RETOUR À L’OBSERVATOIRE

L’accès de l’observatoire était redevenu libre.

Le travail avait été long et difficile. Il avait tout d’abord fallu rechercher la fissure par où s’étaient échappés les gaz méphitiques qui, après avoir rempli la cheminée de l’ascenseur, avaient envahi tout l’édifice et failli causer la mort de Mérovar et des trois étrangers. À cet effet, des hommes, revêtus des appareils qui leur permettaient d’explorer la surface lunaire, avaient soigneusement parcouru la longue cheminée, en examinant minutieusement ses parois.

De longs jours s’étaient écoulés dans cette recherche, et on avait fini par constater qu’à une hauteur de six lieues terrestres environ, la paroi rocheuse ayait cédé sous la pression des gaz intérieurs.

Une crevasse s’était produite, et c’était par un énorme trou béant que le gaz s’était précipité et avait tout envahi. Heureusement cette première poussée n’avait été suivie d’aucune autre : car, sans cela, rien n’aurait résislé à la pression de ce torrent formidable, et la partie supérieure de l’observatoire eût volé en éclats.

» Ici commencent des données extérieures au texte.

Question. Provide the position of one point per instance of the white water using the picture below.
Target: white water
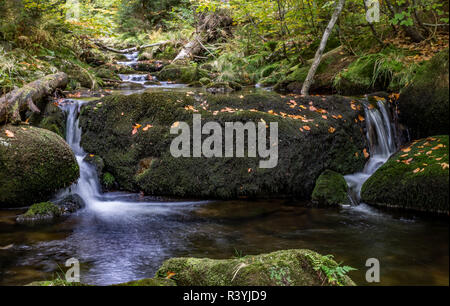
(381, 137)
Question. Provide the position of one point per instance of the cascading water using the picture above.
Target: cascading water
(381, 137)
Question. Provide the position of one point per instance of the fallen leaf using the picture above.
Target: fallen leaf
(148, 126)
(366, 154)
(9, 134)
(170, 275)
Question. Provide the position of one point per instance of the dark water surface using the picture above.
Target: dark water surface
(118, 242)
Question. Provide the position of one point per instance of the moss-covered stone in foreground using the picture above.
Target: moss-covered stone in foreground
(331, 189)
(34, 164)
(315, 133)
(416, 178)
(281, 268)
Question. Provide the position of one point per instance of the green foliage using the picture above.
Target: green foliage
(325, 266)
(42, 209)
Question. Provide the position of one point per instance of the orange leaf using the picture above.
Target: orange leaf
(170, 275)
(9, 134)
(366, 154)
(148, 126)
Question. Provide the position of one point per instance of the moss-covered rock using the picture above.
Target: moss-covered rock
(315, 133)
(149, 282)
(323, 80)
(51, 212)
(34, 164)
(416, 178)
(424, 104)
(282, 268)
(51, 118)
(181, 74)
(331, 189)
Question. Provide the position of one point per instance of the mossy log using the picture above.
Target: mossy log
(18, 100)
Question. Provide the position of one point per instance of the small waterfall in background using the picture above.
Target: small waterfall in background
(381, 137)
(88, 186)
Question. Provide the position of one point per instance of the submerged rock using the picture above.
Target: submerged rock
(416, 178)
(34, 163)
(181, 74)
(282, 268)
(424, 104)
(49, 212)
(315, 133)
(331, 189)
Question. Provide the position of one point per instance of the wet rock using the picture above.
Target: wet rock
(312, 138)
(282, 268)
(181, 73)
(34, 163)
(331, 189)
(416, 178)
(223, 87)
(49, 212)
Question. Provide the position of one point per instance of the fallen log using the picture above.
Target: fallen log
(210, 27)
(129, 50)
(21, 99)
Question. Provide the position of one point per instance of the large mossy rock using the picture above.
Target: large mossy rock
(315, 133)
(424, 104)
(323, 81)
(181, 73)
(34, 163)
(331, 189)
(416, 178)
(281, 268)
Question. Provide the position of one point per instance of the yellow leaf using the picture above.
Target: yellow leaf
(9, 134)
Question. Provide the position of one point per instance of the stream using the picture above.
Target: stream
(121, 237)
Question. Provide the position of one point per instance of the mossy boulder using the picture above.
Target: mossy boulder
(323, 81)
(424, 104)
(51, 118)
(34, 163)
(416, 178)
(331, 189)
(106, 72)
(315, 134)
(149, 282)
(149, 66)
(50, 212)
(281, 268)
(181, 73)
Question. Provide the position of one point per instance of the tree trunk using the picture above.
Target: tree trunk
(323, 43)
(18, 100)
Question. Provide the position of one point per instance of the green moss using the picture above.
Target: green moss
(43, 209)
(303, 156)
(331, 189)
(281, 268)
(182, 74)
(416, 178)
(108, 180)
(424, 104)
(374, 72)
(149, 282)
(34, 164)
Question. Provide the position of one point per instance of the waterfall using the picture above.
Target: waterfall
(88, 185)
(381, 138)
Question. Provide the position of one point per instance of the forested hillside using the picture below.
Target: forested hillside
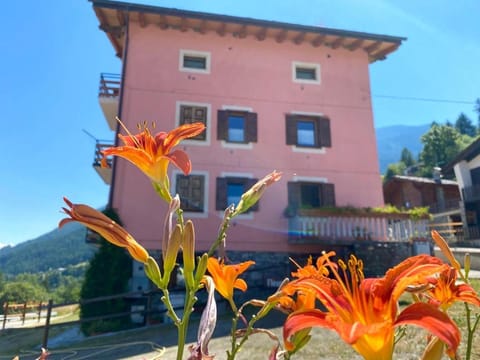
(56, 249)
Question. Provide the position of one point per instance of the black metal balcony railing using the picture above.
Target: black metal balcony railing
(109, 85)
(448, 205)
(101, 145)
(311, 226)
(471, 193)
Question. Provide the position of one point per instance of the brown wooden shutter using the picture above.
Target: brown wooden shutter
(249, 183)
(222, 125)
(221, 195)
(328, 195)
(291, 129)
(324, 138)
(251, 127)
(294, 194)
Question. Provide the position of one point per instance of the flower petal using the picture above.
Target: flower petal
(434, 321)
(182, 132)
(181, 160)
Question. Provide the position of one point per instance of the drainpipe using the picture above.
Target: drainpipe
(120, 108)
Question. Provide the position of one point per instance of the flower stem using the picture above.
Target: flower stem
(222, 233)
(471, 330)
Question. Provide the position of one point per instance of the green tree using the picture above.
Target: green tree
(108, 274)
(22, 291)
(465, 126)
(407, 157)
(394, 169)
(440, 145)
(476, 108)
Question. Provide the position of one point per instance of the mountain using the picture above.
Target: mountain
(56, 249)
(392, 139)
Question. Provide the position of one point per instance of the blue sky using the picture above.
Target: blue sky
(53, 53)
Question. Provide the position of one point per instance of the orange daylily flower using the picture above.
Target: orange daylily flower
(290, 299)
(446, 291)
(152, 153)
(106, 227)
(226, 278)
(364, 312)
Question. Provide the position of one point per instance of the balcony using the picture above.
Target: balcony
(319, 226)
(108, 96)
(471, 193)
(450, 205)
(104, 172)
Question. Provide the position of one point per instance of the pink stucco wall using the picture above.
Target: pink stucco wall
(257, 75)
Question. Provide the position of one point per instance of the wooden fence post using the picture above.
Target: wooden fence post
(24, 311)
(5, 313)
(39, 311)
(47, 324)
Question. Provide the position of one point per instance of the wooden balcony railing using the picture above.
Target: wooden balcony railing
(109, 85)
(315, 226)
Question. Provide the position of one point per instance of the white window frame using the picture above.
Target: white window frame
(194, 214)
(303, 149)
(205, 142)
(233, 145)
(249, 215)
(314, 66)
(195, 53)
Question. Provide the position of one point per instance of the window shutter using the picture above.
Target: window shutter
(294, 194)
(221, 196)
(328, 195)
(251, 127)
(291, 129)
(222, 125)
(248, 184)
(324, 138)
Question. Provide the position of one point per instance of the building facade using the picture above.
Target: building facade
(273, 96)
(466, 169)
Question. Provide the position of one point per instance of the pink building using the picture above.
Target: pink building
(274, 96)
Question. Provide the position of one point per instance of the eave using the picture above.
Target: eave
(113, 15)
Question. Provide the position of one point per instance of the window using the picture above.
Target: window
(310, 195)
(195, 61)
(191, 189)
(237, 126)
(306, 73)
(230, 189)
(308, 131)
(191, 114)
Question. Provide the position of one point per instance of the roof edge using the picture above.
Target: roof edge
(126, 6)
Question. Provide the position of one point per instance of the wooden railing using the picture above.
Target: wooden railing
(109, 85)
(315, 226)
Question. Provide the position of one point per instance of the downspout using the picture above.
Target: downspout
(120, 109)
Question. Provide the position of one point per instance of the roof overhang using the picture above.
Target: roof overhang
(113, 17)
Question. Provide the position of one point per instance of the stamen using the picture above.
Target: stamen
(134, 139)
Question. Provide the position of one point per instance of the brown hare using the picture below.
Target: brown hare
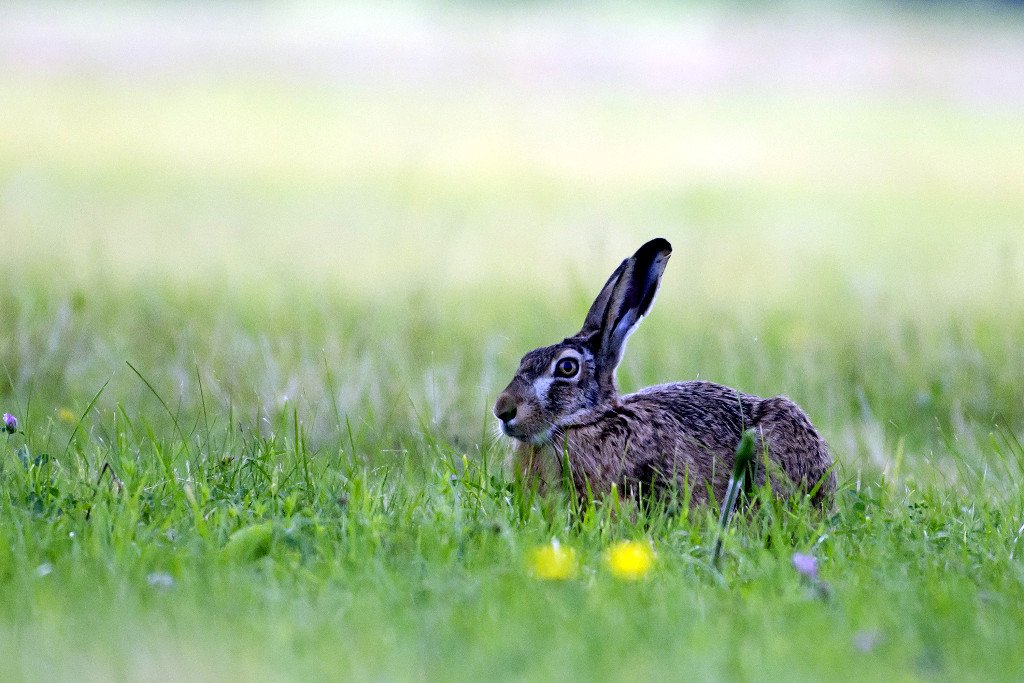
(563, 406)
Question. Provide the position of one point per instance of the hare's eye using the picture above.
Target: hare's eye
(567, 367)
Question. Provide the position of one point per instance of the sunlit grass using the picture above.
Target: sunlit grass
(252, 328)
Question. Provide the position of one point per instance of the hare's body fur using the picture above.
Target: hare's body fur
(563, 406)
(681, 435)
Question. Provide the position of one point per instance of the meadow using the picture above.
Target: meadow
(255, 314)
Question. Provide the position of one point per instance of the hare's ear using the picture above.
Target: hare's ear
(624, 301)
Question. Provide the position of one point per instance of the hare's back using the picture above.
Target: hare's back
(697, 410)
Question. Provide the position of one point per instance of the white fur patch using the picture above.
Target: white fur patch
(541, 387)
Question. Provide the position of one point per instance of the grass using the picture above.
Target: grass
(252, 328)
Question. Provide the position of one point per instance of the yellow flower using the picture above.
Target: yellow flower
(630, 559)
(553, 562)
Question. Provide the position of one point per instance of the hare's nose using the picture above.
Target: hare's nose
(505, 409)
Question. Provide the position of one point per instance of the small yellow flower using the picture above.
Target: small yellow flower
(630, 559)
(553, 562)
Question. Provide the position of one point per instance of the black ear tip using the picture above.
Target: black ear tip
(655, 246)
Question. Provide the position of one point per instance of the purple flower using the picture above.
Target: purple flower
(806, 564)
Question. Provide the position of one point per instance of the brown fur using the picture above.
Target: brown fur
(682, 434)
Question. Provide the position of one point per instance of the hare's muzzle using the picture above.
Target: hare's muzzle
(505, 408)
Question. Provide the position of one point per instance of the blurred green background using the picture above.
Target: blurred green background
(414, 194)
(323, 235)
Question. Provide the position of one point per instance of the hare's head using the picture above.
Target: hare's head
(556, 384)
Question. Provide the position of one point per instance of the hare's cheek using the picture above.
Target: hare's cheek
(542, 387)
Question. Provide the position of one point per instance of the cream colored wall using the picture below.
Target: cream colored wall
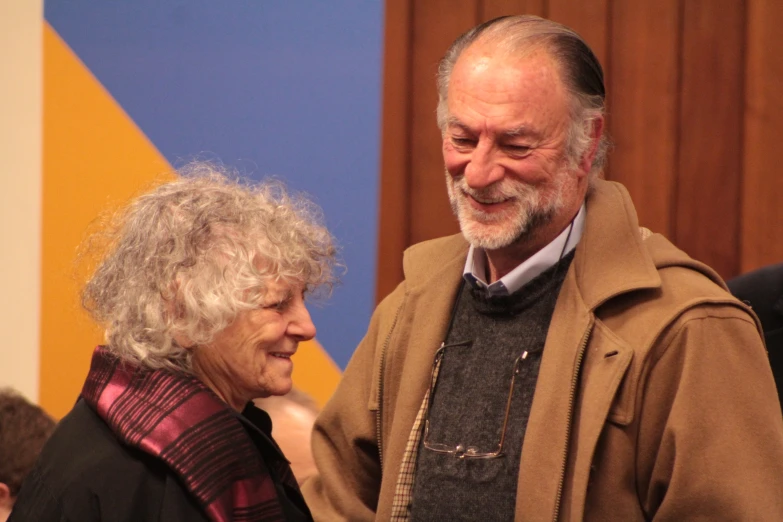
(21, 66)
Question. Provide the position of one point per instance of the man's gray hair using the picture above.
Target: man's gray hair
(184, 259)
(579, 68)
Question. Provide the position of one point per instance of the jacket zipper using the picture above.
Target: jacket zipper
(379, 414)
(571, 399)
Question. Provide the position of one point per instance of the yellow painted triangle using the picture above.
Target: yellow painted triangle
(95, 159)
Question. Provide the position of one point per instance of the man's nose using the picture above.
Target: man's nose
(483, 170)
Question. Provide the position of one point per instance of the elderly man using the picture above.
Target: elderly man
(554, 361)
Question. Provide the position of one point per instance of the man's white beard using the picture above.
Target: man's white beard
(530, 209)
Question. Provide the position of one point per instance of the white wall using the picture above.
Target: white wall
(21, 119)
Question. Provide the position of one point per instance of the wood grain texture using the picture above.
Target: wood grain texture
(710, 160)
(762, 197)
(490, 9)
(645, 100)
(394, 226)
(436, 23)
(694, 110)
(589, 18)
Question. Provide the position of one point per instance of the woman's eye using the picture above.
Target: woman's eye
(278, 305)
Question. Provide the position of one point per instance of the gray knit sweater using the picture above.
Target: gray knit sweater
(470, 398)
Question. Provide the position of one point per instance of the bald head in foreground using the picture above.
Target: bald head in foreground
(554, 361)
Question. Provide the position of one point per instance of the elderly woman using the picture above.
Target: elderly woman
(202, 297)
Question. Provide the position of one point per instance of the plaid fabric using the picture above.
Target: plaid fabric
(177, 419)
(403, 491)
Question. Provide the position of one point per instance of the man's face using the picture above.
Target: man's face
(504, 147)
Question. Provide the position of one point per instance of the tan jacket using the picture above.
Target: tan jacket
(655, 399)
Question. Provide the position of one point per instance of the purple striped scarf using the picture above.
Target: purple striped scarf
(177, 419)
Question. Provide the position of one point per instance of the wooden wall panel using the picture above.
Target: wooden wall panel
(694, 109)
(644, 86)
(710, 130)
(436, 23)
(589, 18)
(394, 228)
(762, 199)
(490, 9)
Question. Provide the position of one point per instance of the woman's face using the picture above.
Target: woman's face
(251, 357)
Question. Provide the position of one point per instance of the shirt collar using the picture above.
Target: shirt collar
(476, 264)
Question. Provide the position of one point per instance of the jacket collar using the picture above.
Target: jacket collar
(610, 259)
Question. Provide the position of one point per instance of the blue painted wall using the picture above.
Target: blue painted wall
(272, 87)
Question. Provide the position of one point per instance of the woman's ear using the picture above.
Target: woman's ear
(174, 312)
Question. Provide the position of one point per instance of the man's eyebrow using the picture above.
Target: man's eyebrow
(523, 131)
(454, 122)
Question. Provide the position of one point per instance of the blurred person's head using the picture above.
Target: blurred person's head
(293, 416)
(24, 428)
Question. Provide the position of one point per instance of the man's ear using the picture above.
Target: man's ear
(596, 131)
(6, 499)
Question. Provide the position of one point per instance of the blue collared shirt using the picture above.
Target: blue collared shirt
(476, 264)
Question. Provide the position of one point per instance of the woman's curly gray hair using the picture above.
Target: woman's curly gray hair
(187, 257)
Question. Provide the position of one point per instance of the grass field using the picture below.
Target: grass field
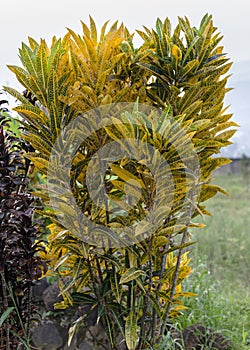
(221, 263)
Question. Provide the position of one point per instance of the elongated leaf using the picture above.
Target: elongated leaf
(131, 274)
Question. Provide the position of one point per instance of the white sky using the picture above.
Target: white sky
(20, 19)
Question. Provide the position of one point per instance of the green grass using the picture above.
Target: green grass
(221, 263)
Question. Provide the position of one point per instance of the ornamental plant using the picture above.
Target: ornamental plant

Mais les vapeurs empoisonnées avaient partout remplacé l’air respirable ; elles occupaient tout l’espace et condamnaient les travailleurs aux plus minutieuses précautions.

Pour boucher la large ouverture, il avait fallu hisser jusque-là de nombreux blocs de roches, les encastrer profondément dans le massif ou s’était produite la fissure, les noyer dans un ciment tenace, et ce travail de Titans ne s’était pas accompli sans de durs et pénibles efforts.

Ainsi s’était trouvée constituée une épaisse muraille artificielle, faisant corps avec la masse rocheuse elle-même et aussi solide qu’elle.

Cela fait, on avait dû songer à débarrasser la cheminée et l’observatoire de l’air vicié qui les remplissait.

Pour y parvenir, des ouvertures avaient été pratiquées dans la partie supérieure du vitrage de la salle qu’occupaient les grandes lunettes et dans les baies qui éclairaient la partie inférieure du monument. Puis des ventilateurs puissants, disposés en bas de la cheminée et fonctionnant sans relâche, ajoutant leur action à celle des pompes qui servaient d’ordinaire, avaient peu à peu remplacé par un air pur l’atmosphère mortelle qui la remplissait. Cela avait duré longtemps, et, pendant que cette œuvre d’épuration s’accomplissait, la région où était situé l’observatoire avait successivement passé de la période de lumière à la période d’ombre.

Et c’était un spectale étrange que de voir ce torrent de gaz et de vapeurs se condenser instantanément sous l’action du froid de l’espace, et retomber sur le sol en flocons neigeux.

Quatre mois s’étaient écoulés depuis l’accident qui avait interrompu si malencontreusement l’échange commencé de communications avec les astronomes de Long’s Peak.

Les travaux avaient enfin repris leur cours, et le sage Rugel s’était empressé de se rendre auprès de Marcel qui, après son entretien décisif avec Oréalis, avait, sans plus tarder, regagné la capitale du monde lunaire et attendait avec impatience le moment où il pourrait renouveler ses tentatives.

Jacques et lord Rodilan, qui n’avaient pas eu les mêmes raisons que Marcel pour oublier le but poursuivi, avaient, plus que lui peut-être, hâte de rentrer dans une vie plus active. Tous les trois apprirent avec joie la bonne nouvelle que leur apportait Rugel, et l’on revint à l’observatoire. Le père d’Oréalis, bien qu’il accueillit avec une égale affabilité les trois étrangers, paraissait cependant témoigner à Marcel une affection plus grande et qui avait quelque chose de paternel. Dans ses fréquentes visites, il n’avait pas été sans remarquer l’état d’âme dans lequel se trouvait le jeune ingénieur, et comme sa fille ne pouvait avoir de secret pour lui, il avait pu suivre dans tout son développement la phase de passion par laquelle avait passé Marcel.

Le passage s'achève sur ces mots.